Combining feature engineering and feature selection to improve the prediction of methionine oxidation sites in proteins

  • Francisco J. VeredasEmail author
  • Daniel Urda
  • José L. Subirats
  • Francisco R. Cantón
  • Juan C. Aledo
S.I. : IWANN2017: Learning algorithms with real world applications

Abstract

Methionine is a proteinogenic amino acid that can be post-translationally modified. It is now well established that reactive oxygen species can oxidise methionine residues within living cells. For a long time, it has been thought that such a modification represents merely an inevitable damage derived from aerobic metabolism. However, several authors have begun to contemplate a possible role for this methionine modification in cell signalling. During the last years, a number of proteomic studies have been carried out with the purpose of detecting proteins containing oxidised methionines. Although these proteomic works allow to pinpoint those methionines being oxidised, they are also arduous, expensive and time-consuming. For these reasons, computational approaches aimed at predicting methionine oxidation sites in proteins become an appealing alternative. In the current work, we address methionine oxidation prediction by combining computational intelligence methods with feature engineering and feature selection techniques to improve the efficacy of several machine learning models, while reducing the number of input characteristics needed to get high accuracy rates. We compare random forests, support vector machines, neural networks and flexible discriminant analysis models. Random forests give the best AUC (\(0.8124 \pm 0.0334\)) and accuracy rates (\(0.7590 \pm 0.0551\)) by using only a reduced set of 16 characteristics. These results surpass the outcomes of previous works. In addition, we present an end-user script that has been developed to take a protein ID as an input and return a list with the oxidation state of all the methionine residues found in the analysed protein. Finally, to illustrate the applicability of this tool, we have selected the human \(\alpha 1\)-antitrypsin protein as a case study. This protein was selected because it was not present among the set of proteins used to build up the predictive models but the protein has been well characterised experimentally in terms of methionine oxidation. The prediction returned by our script fully matches the empirical evidence.

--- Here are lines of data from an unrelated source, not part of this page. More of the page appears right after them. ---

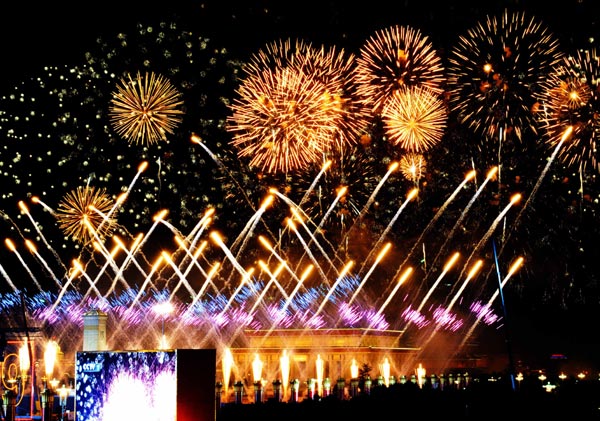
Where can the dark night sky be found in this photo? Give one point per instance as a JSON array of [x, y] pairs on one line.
[[33, 35]]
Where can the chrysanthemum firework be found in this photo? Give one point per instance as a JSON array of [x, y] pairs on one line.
[[412, 166], [495, 70], [394, 59], [283, 120], [571, 97], [84, 214], [415, 119], [145, 109]]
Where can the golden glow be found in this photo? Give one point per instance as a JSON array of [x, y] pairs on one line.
[[50, 355], [82, 214], [160, 215], [451, 262], [475, 269], [31, 246], [515, 266], [145, 109]]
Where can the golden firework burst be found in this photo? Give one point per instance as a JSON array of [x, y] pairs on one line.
[[83, 214], [414, 119], [412, 166], [143, 110]]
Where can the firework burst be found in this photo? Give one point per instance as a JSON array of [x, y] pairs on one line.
[[83, 214], [393, 59], [494, 71], [571, 97], [283, 120], [145, 109], [414, 119], [333, 68], [412, 166]]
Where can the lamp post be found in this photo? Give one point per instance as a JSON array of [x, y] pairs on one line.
[[238, 389], [9, 405], [277, 390], [47, 395], [218, 393]]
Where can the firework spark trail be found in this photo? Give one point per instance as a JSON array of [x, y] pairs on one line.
[[380, 256], [565, 136], [87, 277], [193, 257], [399, 283], [339, 195], [301, 216], [464, 213], [248, 230], [287, 303], [215, 236], [331, 290], [197, 140], [313, 240], [102, 270], [12, 248], [371, 199], [25, 210], [447, 267], [10, 282], [196, 296], [182, 277], [280, 259], [33, 251], [147, 281], [128, 259], [272, 280], [62, 292], [470, 175], [492, 228], [243, 282], [145, 110], [310, 189], [514, 267], [309, 252], [411, 195], [121, 199], [474, 269]]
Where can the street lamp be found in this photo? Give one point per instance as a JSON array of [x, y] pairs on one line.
[[47, 394]]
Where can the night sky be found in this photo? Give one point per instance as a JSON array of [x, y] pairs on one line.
[[553, 304]]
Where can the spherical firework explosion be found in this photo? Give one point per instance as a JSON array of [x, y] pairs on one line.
[[571, 97], [414, 119], [284, 120], [413, 166], [85, 214], [144, 110], [494, 72], [393, 59]]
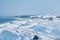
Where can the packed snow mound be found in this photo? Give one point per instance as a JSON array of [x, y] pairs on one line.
[[31, 27]]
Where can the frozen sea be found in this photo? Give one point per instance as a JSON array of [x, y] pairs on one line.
[[30, 27]]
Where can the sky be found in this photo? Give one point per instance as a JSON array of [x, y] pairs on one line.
[[28, 7]]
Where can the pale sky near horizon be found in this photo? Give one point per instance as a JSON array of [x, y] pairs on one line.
[[26, 7]]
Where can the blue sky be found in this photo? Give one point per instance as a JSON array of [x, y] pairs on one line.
[[26, 7]]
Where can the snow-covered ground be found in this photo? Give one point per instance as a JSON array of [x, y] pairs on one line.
[[45, 27]]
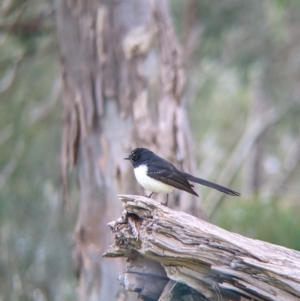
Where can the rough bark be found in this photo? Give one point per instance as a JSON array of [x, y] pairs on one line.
[[202, 261], [122, 80]]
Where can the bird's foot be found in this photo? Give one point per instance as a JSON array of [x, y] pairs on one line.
[[166, 202], [149, 196]]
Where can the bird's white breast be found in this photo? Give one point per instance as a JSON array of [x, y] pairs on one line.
[[149, 183]]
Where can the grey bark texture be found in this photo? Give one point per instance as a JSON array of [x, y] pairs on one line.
[[195, 260], [122, 82]]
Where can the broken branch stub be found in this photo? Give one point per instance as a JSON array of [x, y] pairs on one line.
[[201, 260]]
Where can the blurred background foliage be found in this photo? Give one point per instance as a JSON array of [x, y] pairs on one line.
[[242, 63]]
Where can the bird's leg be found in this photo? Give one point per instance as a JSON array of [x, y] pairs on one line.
[[166, 203]]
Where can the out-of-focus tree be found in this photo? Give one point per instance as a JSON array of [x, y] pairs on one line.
[[244, 88], [34, 240], [122, 88]]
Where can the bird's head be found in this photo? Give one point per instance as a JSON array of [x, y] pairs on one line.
[[139, 156]]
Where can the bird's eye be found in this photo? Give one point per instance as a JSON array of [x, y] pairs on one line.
[[135, 157]]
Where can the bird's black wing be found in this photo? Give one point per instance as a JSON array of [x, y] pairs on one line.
[[210, 184], [163, 171]]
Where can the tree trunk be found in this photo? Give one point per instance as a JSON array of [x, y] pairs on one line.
[[174, 256], [122, 88]]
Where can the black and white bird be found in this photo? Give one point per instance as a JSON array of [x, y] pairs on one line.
[[158, 175]]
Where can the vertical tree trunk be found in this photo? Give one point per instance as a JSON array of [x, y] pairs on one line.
[[122, 88]]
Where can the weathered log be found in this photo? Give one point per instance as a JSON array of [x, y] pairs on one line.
[[201, 260]]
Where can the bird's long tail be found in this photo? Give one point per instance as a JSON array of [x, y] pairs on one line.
[[211, 185]]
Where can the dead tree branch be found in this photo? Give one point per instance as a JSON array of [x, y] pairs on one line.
[[176, 256]]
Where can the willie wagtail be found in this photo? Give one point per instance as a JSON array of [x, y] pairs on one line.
[[158, 175]]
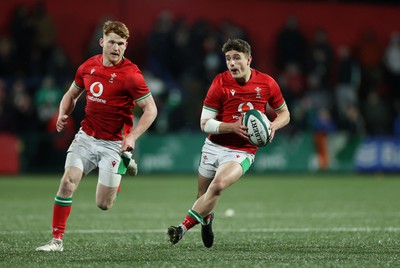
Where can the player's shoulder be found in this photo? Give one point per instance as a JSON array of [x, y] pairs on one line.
[[128, 64], [261, 75]]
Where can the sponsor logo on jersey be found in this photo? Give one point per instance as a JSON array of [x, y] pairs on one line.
[[245, 106], [112, 78], [97, 90], [257, 89]]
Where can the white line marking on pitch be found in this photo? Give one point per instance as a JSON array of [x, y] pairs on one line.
[[261, 230]]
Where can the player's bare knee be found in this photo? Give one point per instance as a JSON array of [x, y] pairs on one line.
[[67, 186], [216, 188], [105, 204]]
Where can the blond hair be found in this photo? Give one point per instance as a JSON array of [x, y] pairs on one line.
[[238, 45], [116, 27]]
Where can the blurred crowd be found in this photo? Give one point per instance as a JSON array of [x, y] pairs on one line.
[[353, 88]]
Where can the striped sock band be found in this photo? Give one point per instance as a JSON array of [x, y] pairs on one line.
[[63, 201], [194, 215]]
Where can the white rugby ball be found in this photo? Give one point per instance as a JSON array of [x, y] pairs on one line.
[[258, 127]]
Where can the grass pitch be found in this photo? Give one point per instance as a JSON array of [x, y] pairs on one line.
[[280, 220]]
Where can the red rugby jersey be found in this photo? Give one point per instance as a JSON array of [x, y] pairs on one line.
[[111, 94], [230, 100]]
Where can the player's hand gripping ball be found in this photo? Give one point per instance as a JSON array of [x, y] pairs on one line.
[[258, 127]]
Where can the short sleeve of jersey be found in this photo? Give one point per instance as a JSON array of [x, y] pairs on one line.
[[79, 78], [276, 100], [214, 94], [137, 86]]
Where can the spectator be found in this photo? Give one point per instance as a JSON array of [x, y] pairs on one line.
[[392, 64], [291, 45], [47, 99], [377, 115], [6, 114], [8, 64], [369, 53], [347, 82], [320, 57], [22, 34]]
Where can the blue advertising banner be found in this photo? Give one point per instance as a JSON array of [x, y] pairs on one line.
[[378, 154]]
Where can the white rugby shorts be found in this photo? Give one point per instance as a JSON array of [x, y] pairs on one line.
[[88, 153], [214, 155]]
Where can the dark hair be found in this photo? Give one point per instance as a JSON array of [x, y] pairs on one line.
[[238, 45], [116, 27]]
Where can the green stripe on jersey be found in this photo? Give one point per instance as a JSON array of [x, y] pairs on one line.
[[210, 109], [64, 202], [143, 97], [245, 165]]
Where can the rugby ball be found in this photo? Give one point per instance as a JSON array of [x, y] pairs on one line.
[[258, 127]]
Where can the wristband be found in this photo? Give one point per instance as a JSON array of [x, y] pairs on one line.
[[212, 126]]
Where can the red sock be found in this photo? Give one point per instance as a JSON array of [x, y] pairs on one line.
[[191, 219], [61, 210], [188, 222]]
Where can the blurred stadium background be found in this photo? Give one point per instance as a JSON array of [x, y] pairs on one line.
[[337, 62]]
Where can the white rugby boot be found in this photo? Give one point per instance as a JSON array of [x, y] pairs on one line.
[[52, 245]]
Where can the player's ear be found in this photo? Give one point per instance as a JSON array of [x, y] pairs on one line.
[[249, 60]]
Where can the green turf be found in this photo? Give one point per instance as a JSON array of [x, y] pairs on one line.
[[290, 220]]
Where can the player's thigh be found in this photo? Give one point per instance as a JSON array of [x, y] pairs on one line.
[[227, 174], [70, 181], [107, 186]]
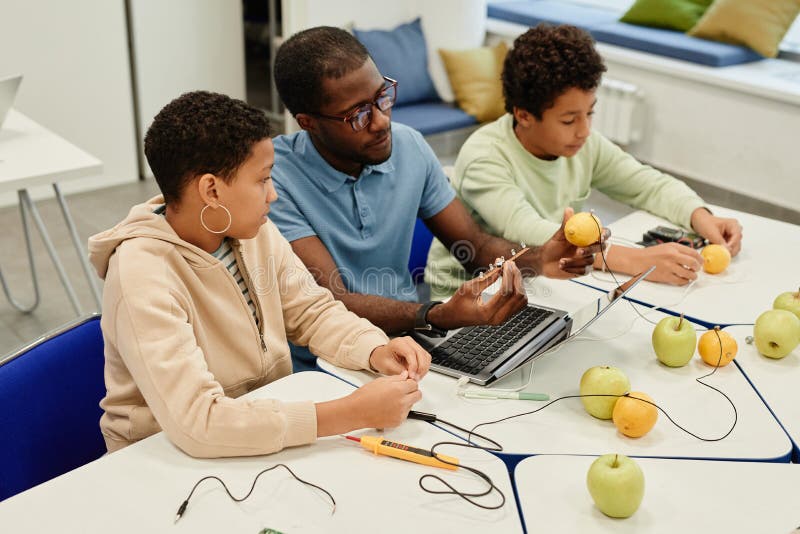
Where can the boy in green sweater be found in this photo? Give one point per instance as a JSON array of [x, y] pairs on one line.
[[517, 174]]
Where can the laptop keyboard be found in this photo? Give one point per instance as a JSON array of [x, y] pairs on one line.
[[473, 348]]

Out of the nine methionine residues found in this protein, our model predicts the oxidation of only two of them, M351 and M358, which have been reported, on the base of mass spectrometry analyses, to be particularly susceptible to oxidation.

Keywords

Protein prediction Post-translational modification Methionine oxidation Predictive computational model 

Notes

Acknowledgements

This work was partially supported by the project TIN2017-88728-C2-1-R, MINECO, Plan Nacional de I+D+I.

Compliance with ethical standards

Conflict of interest

The authors declare that they have no conflict of interest.

Supplementary material

521_2018_3655_MOESM1_ESM.pdf (343 kb)
Supplementary material 1 (pdf 343 KB)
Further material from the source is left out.